One traditional approach to the balancing act we might paraphrase as "alerting people to something that could cause them considerable harm without freaking them out" has been to adjust the message according to the audience. Get it right, which I believe Winn did in his 1991 testimony to Congress, and you are performing a valuable public service. Get it wrong and you can end up getting all kinds of grief.

Ironically, nearly three decades later, that balancing act is trickier to perform than it used to be, thanks to the World Wide Web. What I mean is that publishing information on the web is not targeted, even if you think it is. You might write for a technical-savvy audience and think that's who is going to read what you write, so you can assume they will interpret your meaning accordingly. But unless your writing is hidden from search engines and/or protected by a paywall, your words may be read by people from a wide range of backgrounds, with varied levels of education, holding a variety of differing views about life.

That is why the guidelines for creating awareness content intended for use during Cybersecurity Awareness Month include the following advice: 
  • Don’t write material that feels threatening or fear-based
  • Avoid painting scenes like cyber-criminals waiting at every online intersection ready to steal social security numbers
  • Promote practical, empowering steps people can take

My initial reaction to seeing those guidelines was concern that they did not align with the sense of urgency that I feel about the need for humans to do better at cybersecurity. But on reflection—remember I said this was a day of reflection—I think they strike the right balance for messaging to the general population. 

There are indeed practical steps that people can take to reduce the odds of becoming a victim of cybercrime, and we should make sure everyone is aware of them. That is what cybersecurity awareness is about. The work that needs to be done to get politicians and policy makers to address cybersecurity with greater vigor than they have so far, that is something else.

Finally for today, if you're still wondering—and I hope you are—what happened with the aortic aneurysm alert that kicked off this article, here's the short version. After a less than happy weekend, I saw the cardiologist early the next week. He told me the aneurysm was relatively small but I needed to keep my blood pressure low, eat less salt, and more bananas (for the potassium). When I asked him how I could tell if the aneurysm was becoming a serious problem he said: "You'll just feel a sharp pain in your back but it won't last long because you'll soon be dead."

Shortly after that I got a second opinion, from the Mayo Clinic. The cardiologist there told me I didn't have an aneurysm and I would probably be fine if I avoided all alcohol and chocolate, kept my blood pressure low, ate less salt, and consumed more bananas (for the potassium). I cut back on most chocolate and all alcohol (ironically, just before going on a trip to Moscow with Winn, but that's another story). 

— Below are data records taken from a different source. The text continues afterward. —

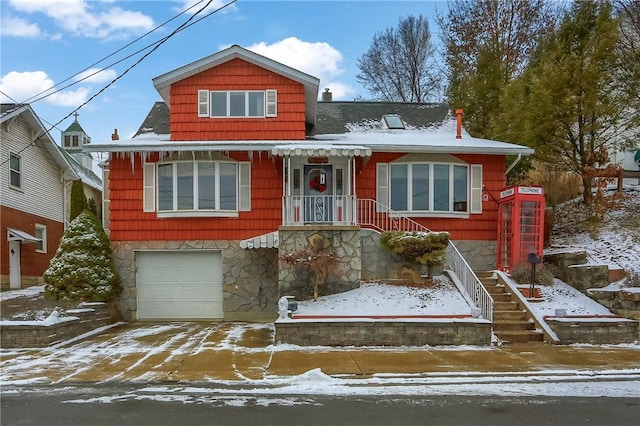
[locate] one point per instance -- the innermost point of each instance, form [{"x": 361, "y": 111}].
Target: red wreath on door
[{"x": 316, "y": 183}]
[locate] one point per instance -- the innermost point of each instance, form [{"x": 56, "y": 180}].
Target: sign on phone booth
[{"x": 520, "y": 226}]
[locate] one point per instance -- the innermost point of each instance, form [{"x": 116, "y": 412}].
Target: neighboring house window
[
  {"x": 433, "y": 188},
  {"x": 15, "y": 171},
  {"x": 253, "y": 103},
  {"x": 41, "y": 233},
  {"x": 187, "y": 187}
]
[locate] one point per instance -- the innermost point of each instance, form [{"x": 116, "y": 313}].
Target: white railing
[
  {"x": 318, "y": 209},
  {"x": 371, "y": 214}
]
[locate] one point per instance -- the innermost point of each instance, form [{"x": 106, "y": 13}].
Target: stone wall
[
  {"x": 594, "y": 331},
  {"x": 250, "y": 277},
  {"x": 39, "y": 334},
  {"x": 383, "y": 332},
  {"x": 345, "y": 243}
]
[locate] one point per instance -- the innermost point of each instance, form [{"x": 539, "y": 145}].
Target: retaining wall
[
  {"x": 370, "y": 332},
  {"x": 594, "y": 330},
  {"x": 40, "y": 334}
]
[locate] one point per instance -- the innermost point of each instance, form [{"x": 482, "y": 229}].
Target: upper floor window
[
  {"x": 15, "y": 171},
  {"x": 430, "y": 188},
  {"x": 198, "y": 187},
  {"x": 253, "y": 103},
  {"x": 41, "y": 234}
]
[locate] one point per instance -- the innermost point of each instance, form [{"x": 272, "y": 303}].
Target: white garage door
[{"x": 179, "y": 285}]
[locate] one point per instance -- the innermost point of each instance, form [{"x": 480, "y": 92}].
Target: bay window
[
  {"x": 430, "y": 187},
  {"x": 198, "y": 187}
]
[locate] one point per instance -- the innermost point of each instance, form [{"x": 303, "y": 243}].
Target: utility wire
[
  {"x": 35, "y": 98},
  {"x": 156, "y": 45}
]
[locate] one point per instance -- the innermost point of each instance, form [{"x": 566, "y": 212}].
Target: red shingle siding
[
  {"x": 130, "y": 223},
  {"x": 477, "y": 226},
  {"x": 186, "y": 125}
]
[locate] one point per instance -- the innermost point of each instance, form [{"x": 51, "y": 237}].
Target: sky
[{"x": 80, "y": 46}]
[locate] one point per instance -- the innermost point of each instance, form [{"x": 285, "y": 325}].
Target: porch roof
[
  {"x": 18, "y": 235},
  {"x": 299, "y": 149}
]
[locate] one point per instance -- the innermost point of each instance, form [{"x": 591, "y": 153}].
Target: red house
[{"x": 240, "y": 163}]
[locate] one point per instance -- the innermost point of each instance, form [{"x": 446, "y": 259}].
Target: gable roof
[
  {"x": 336, "y": 117},
  {"x": 11, "y": 111},
  {"x": 163, "y": 82}
]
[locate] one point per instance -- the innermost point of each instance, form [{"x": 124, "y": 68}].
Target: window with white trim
[
  {"x": 15, "y": 171},
  {"x": 198, "y": 187},
  {"x": 41, "y": 234},
  {"x": 237, "y": 103},
  {"x": 430, "y": 187}
]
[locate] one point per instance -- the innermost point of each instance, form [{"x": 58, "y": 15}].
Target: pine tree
[
  {"x": 82, "y": 268},
  {"x": 78, "y": 199}
]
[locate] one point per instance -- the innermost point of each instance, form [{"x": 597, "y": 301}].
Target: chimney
[
  {"x": 327, "y": 96},
  {"x": 459, "y": 113}
]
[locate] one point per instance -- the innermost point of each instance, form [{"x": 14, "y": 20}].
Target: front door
[
  {"x": 14, "y": 265},
  {"x": 318, "y": 193}
]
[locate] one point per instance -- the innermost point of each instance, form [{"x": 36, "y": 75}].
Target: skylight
[{"x": 393, "y": 121}]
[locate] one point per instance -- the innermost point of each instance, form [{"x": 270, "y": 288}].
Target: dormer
[
  {"x": 73, "y": 139},
  {"x": 237, "y": 94}
]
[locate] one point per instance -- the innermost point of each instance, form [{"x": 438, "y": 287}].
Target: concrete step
[
  {"x": 509, "y": 315},
  {"x": 495, "y": 289},
  {"x": 512, "y": 325},
  {"x": 505, "y": 306},
  {"x": 501, "y": 297},
  {"x": 522, "y": 336}
]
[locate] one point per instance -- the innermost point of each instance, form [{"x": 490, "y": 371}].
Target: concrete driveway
[{"x": 203, "y": 351}]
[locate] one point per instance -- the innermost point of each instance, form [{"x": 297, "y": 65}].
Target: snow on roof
[{"x": 432, "y": 140}]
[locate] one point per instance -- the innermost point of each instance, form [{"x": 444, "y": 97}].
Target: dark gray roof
[
  {"x": 332, "y": 117},
  {"x": 157, "y": 120},
  {"x": 335, "y": 117}
]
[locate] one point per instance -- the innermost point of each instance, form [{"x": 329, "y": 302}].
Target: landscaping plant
[{"x": 82, "y": 268}]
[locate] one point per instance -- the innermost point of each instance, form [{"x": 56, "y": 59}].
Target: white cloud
[
  {"x": 88, "y": 19},
  {"x": 18, "y": 27},
  {"x": 22, "y": 86},
  {"x": 95, "y": 75},
  {"x": 318, "y": 59}
]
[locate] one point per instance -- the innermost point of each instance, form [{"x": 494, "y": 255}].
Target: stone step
[
  {"x": 505, "y": 306},
  {"x": 512, "y": 325},
  {"x": 522, "y": 336},
  {"x": 509, "y": 315}
]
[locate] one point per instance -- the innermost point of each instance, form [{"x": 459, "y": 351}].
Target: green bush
[
  {"x": 424, "y": 248},
  {"x": 82, "y": 268}
]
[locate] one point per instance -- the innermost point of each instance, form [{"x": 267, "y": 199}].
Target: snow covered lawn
[{"x": 440, "y": 297}]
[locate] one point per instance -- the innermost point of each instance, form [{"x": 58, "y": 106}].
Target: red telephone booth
[{"x": 520, "y": 226}]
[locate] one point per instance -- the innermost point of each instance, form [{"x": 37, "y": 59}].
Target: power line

I also quit my somewhat stressful job as Chief Security Execute for an Internet provider (to help with the blood pressure and take stock of my life). Then, after about five years—during which we had to struggle hard to survive the Great Recession and my atrial fibrillation got worse—I went back into cybersecurity, working for a company that had an excellent health plan. 

So I saw a cardiologist about my AFib and, after a failed attempt to reboot my heart in the hopes of restoring a normal rhythm, he said there was nothing else he could do for me ("just keep taking the potassium pills"). That motivated me to figure out the underlying cause of all my heart problems. Turns out it was a condition called primary aldosteronism, which can sometimes be corrected with surgery, and in my case it was. I still have a wonky heartbeat, but my blood pressure is fine without any medications or added potassium.

And that's why, when it comes to dealing with risks, early awareness and accurate information are important, as is an appropriate level of motivational fear. However, when you're trying to reduce risk, there's nothing like addressing root causes.